Don’t want to see me on a monthly or weekly basis? Don’t buy a PC.
I don’t recommend that people buy those. But they always seem lured in by the $399 price tag and they don’t listen. Then they complain about the bill.
‘As an IT consultant, I love those $400 PCs.”
At $400 you get the performance that most business users need. Its not the $400 PC that keeps you coming back it the lack of standards and unsophisticated users.
$400 PCs are great if thats what you need. Why spend $2000 today unless you have to.
It’s like buying a Smart car and then popping the engine doing 80 in the fast lane.
Oh, knock it off... A $400 PC is last year’s $1600 PC, so if last year’s model didn’t crash last year, it ain’t gonna crash this year. The difference is Apple keeps obselete machines off the market by using licensed dealers.
Now, if you’re going to buy the latest computer, I’d recommend an Apple. But for most people, getting a $400 year-old model every four years is as good as getting a $1600 brand new model every five... and a lot cheaper.
Next year, you may have a point: Microsoft seems intent on keeping obselete computers off the market by refusing to sell new XP licenses; only the newest, most powerful machines will be able to run Vista well. But that’s a wad Microsoft will only be able to blow every few years.

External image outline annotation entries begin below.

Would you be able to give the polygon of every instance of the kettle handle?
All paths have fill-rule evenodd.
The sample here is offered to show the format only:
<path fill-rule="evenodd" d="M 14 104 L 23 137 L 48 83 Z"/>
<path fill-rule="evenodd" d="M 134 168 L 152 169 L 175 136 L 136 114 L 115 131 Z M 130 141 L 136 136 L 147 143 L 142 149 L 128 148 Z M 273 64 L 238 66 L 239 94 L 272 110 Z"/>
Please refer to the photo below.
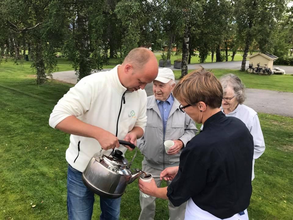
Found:
<path fill-rule="evenodd" d="M 118 141 L 119 142 L 119 143 L 120 144 L 123 145 L 127 145 L 129 146 L 132 149 L 134 149 L 135 148 L 135 145 L 132 144 L 130 142 L 128 141 L 123 141 L 122 140 L 118 140 Z"/>

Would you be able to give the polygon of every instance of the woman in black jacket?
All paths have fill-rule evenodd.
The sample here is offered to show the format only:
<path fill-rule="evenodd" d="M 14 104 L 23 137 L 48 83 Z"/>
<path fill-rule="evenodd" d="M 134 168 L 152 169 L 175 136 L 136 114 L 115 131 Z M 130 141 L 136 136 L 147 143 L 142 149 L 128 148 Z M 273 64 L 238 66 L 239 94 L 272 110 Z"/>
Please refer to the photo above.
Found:
<path fill-rule="evenodd" d="M 249 131 L 221 111 L 222 87 L 212 73 L 202 69 L 187 75 L 173 94 L 180 109 L 204 129 L 187 143 L 179 166 L 162 171 L 172 181 L 168 187 L 139 181 L 140 189 L 175 206 L 187 201 L 186 220 L 248 219 L 254 147 Z"/>

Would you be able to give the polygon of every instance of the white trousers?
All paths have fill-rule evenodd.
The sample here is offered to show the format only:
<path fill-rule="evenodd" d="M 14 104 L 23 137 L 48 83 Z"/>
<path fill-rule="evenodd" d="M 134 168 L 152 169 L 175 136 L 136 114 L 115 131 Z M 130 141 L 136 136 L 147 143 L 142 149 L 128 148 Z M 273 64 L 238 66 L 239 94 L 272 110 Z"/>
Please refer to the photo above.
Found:
<path fill-rule="evenodd" d="M 248 220 L 247 210 L 244 210 L 244 215 L 236 214 L 232 217 L 223 220 Z M 187 201 L 184 220 L 222 220 L 197 206 L 190 198 Z"/>

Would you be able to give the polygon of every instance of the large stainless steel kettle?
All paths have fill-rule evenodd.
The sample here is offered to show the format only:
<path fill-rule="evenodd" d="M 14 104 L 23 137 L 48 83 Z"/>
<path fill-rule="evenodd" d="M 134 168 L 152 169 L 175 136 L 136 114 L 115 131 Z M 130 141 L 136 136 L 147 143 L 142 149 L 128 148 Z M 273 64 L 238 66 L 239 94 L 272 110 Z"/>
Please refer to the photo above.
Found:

A small title loan insurance office had just moved to a new building. The manager had been reading some PC magazines for a few weeks, and decided that she knew everything she needed to know about setting up a network of 5 systems and the Internet. She went out to Sams Club and bought 5 computers at $350 each (including 15" monitors), and had the Internet installed on site. Within 4 hours every computer was completely infected with all sorts of malware. When I arrived on the scene, after just one look at one of the computers, and the fact that they had a cable modem and public static IP addresses on each computer, I told her that the only way to guarantee that the computers would be "clean" would be to a) buy a firewall/router and b) that each computer needed to be wiped and had the OS completely reloaded, staring over from scratch. She insisted that I try cleaning her computer, since it had something on it she wanted, so I estimated that it would take at least a 3 hours at $75 an hour to recover her data. And that I'd be happy to show they how to reload their workstations.
She actually decided that it would be cheaper and faster to just give those 5 systems to charity and buy another 5 computers from Sams Club!